Detection and Estimation: book recommendations?

It’s confirmed that I will be teaching Detection and Estimation next semester so I figured I would use the blog to conjure up some book recommendations (or even debate, if I can be so hopeful). Some of the contenders:

  • Steven M. Kay, Fundamentals of Statistical Signal Processing – Estimation Theory (Vol. 1), Prentice Hall, 1993.
  • H. Vincent Poor, An Introduction to Signal Detection and Estimation, 2nd Edition, Springer, 1998.
  • Harry L. Van Trees, Detection, Estimation, and Modulation Theory (in 4 parts), Wiley, 2001 (a reprint).
  • M.D. Srinath, P.K. Rajasekaran, P. K. and R. Viswanathan, Introduction to Statistical Signal Processing with Applications, Prentice Hall, 1996.

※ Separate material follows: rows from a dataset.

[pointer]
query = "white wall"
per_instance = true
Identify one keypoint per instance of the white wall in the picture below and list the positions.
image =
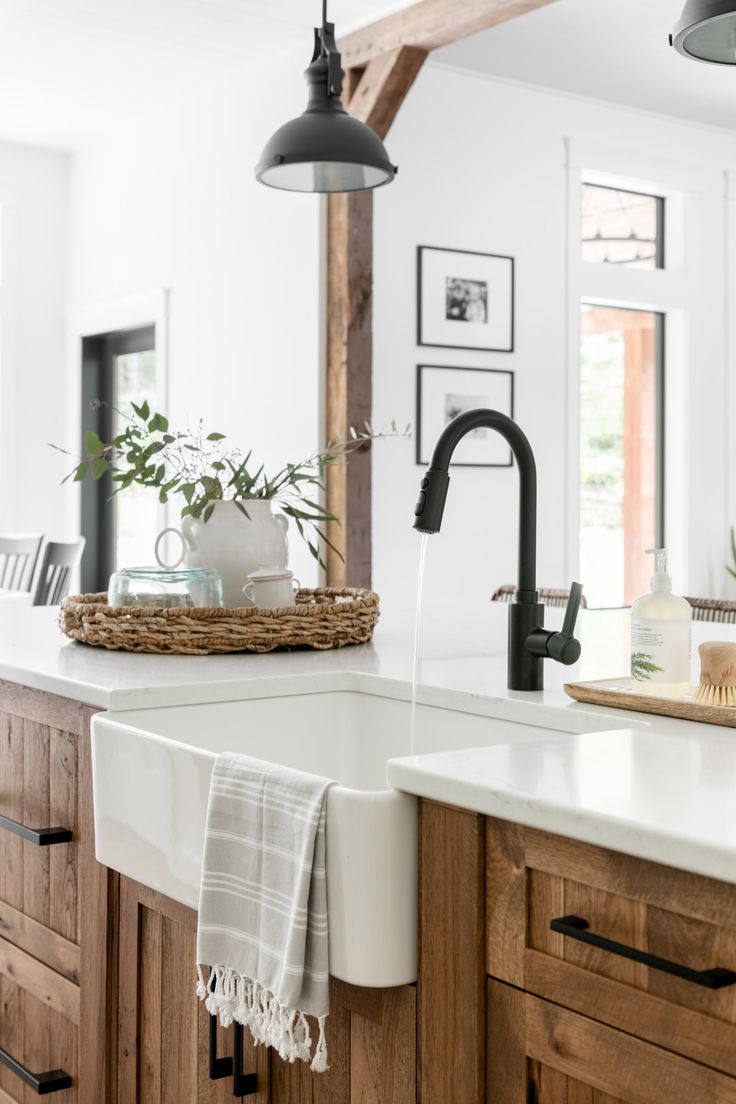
(33, 205)
(483, 167)
(172, 203)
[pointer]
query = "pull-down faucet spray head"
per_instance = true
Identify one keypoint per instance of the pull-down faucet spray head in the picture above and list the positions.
(430, 503)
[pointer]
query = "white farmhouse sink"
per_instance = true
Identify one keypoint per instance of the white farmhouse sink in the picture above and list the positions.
(151, 777)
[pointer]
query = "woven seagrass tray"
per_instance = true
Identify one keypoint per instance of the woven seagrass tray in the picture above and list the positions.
(328, 617)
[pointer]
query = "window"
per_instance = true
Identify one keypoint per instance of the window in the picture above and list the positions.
(621, 449)
(120, 529)
(621, 227)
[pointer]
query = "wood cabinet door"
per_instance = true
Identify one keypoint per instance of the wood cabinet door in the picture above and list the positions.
(53, 900)
(163, 1030)
(541, 1053)
(616, 938)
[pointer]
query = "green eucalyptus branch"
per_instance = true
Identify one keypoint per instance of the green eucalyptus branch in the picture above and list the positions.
(732, 571)
(204, 470)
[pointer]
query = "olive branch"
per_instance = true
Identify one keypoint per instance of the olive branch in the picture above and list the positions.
(203, 469)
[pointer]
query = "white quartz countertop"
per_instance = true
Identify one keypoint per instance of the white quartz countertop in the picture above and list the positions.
(662, 789)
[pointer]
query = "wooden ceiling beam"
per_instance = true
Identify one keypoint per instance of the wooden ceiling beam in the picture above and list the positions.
(381, 64)
(382, 86)
(429, 24)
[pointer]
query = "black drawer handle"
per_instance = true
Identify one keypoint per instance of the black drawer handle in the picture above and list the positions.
(42, 837)
(41, 1083)
(219, 1067)
(575, 927)
(244, 1084)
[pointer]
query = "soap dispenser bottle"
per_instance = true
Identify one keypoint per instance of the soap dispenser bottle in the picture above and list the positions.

Detection and estimation is a fundamental class for the ECE graduate curriculum, but these “standard” textbooks are around 20 years old, and I can’t help but think there might be more “modern” take on the subject (no I’m not volunteering). Venu Veeravalli‘s class doesn’t use a book, but just has notes. However, I think the students at Rutgers (majority MS students) would benefit from a textbook, at least as a grounding.

Srinath et al. is what my colleague Narayan Mandyam uses. Kay is what I was leaning to before (because it seems to be the most widely used), but Poor’s book is the one I read. I think I am putting up the Van Trees as a joke, mostly. I mean, it’s a great book but I think a bit much for a textbook. So what do the rest of you use? Also, if you are teaching this course next semester, perhaps we can share some ideas. I think the curriculum might be ripe for some shaking up. If not in core material, at least in the kinds of examples we use. For example, I’m certainly going to cover differential privacy as a connection to hypothesis testing.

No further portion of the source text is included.